Hahaha! Now, because God is who He is, and because I do believe He enjoys helping me to become a better woman and wife in Him, I’m sure He chuckled and said, “Oh, Jocelynn. My precious child.” while watching the Holy Spirit direct me to a page in the Bible. I kind of thumbed through it until I saw Proverbs at the top of the page. I opened up the Bible to see a devotional entitled, “Let’s Stop Bickering”. Does it get any plainer. Actually, yes. As I read through to the bottom of the devotional, I started to question my motives. I told myself that I went downstairs to talk to Jonathon because we had not really talked all day, but is that really why I went down there? I felt the tension between us. If I was truly just trying to talk, why had I come at him with just a hint of hostility in my tone, arms folded, face set to a frown? The end of the devotional states,
“Proverbs 17:19 says, ‘Whoever loves a quarrel loves sin.’ Proverbs 19:13 warns, ‘A quarrelsome wife is like the constant dripping of a leaky roof.’ And Proverbs 17:14 states, ‘Starting a quarrel is like breaching a dam.’ Constant arguing unleashes a flood of trouble, beginning with spouting words that you may regret. ‘Proverbs 21:9 says it’s ‘Better to live on a corner of the roof than share a house with a quarrelsome wife.'” -Nancy Kennedy
Tap, tap, tap on the door of conviction in my heart. “Excuse me, Holy Spirit. Are you saying I am a quarrelsome wife? Oh, no. Not me. What?!” I really had to take pause. My mind stopped working. I was shocked, but reading this did make me question my motives for going to “talk” to Jonathon. Was I starting a quarrel? Hmmmn…probably yes. LOL
Although I did still go to bed upset, well … maybe I was more salty at the revelation, I had a new perspective. I learned that while you shouldn’t go to bed angry, you also need to be smart. I have known Jonathon for 5 years. He has always been the thinker. He always needs time to process, everything. So, why would I go downstairs to “talk” at 10:30 pm? Clearly I was not using wisdom. I also was not being respectful of his needs. Yes, I was upset, but it would have been better to pray and ask God to work on my heart through the night, give me the right words to say, remove my attitude and replace it with true concern and a desire to resolve the issue, open my ears, girdle my tongue, and give me a heart to receive. The next day we could have discussed the issue at a reasonable hour, Jonathon would have had time to think over the issues and gather his thoughts, allowing us to resolve the issue well before bedtime.

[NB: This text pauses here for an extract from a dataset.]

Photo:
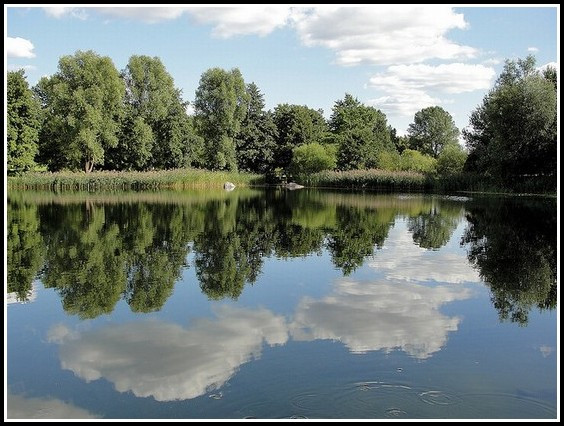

I am so thankful that God loves me enough to work on my heart. I thank Him for the Proverbs reading challenge. It is amazing how God works to reveal things in your life, your heart. His plans are so much greater than ours. I love it. I am being blessed, blessed, blessed by this experience. The lessons I am learning are invaluable. I am so thankful. Bursting with love.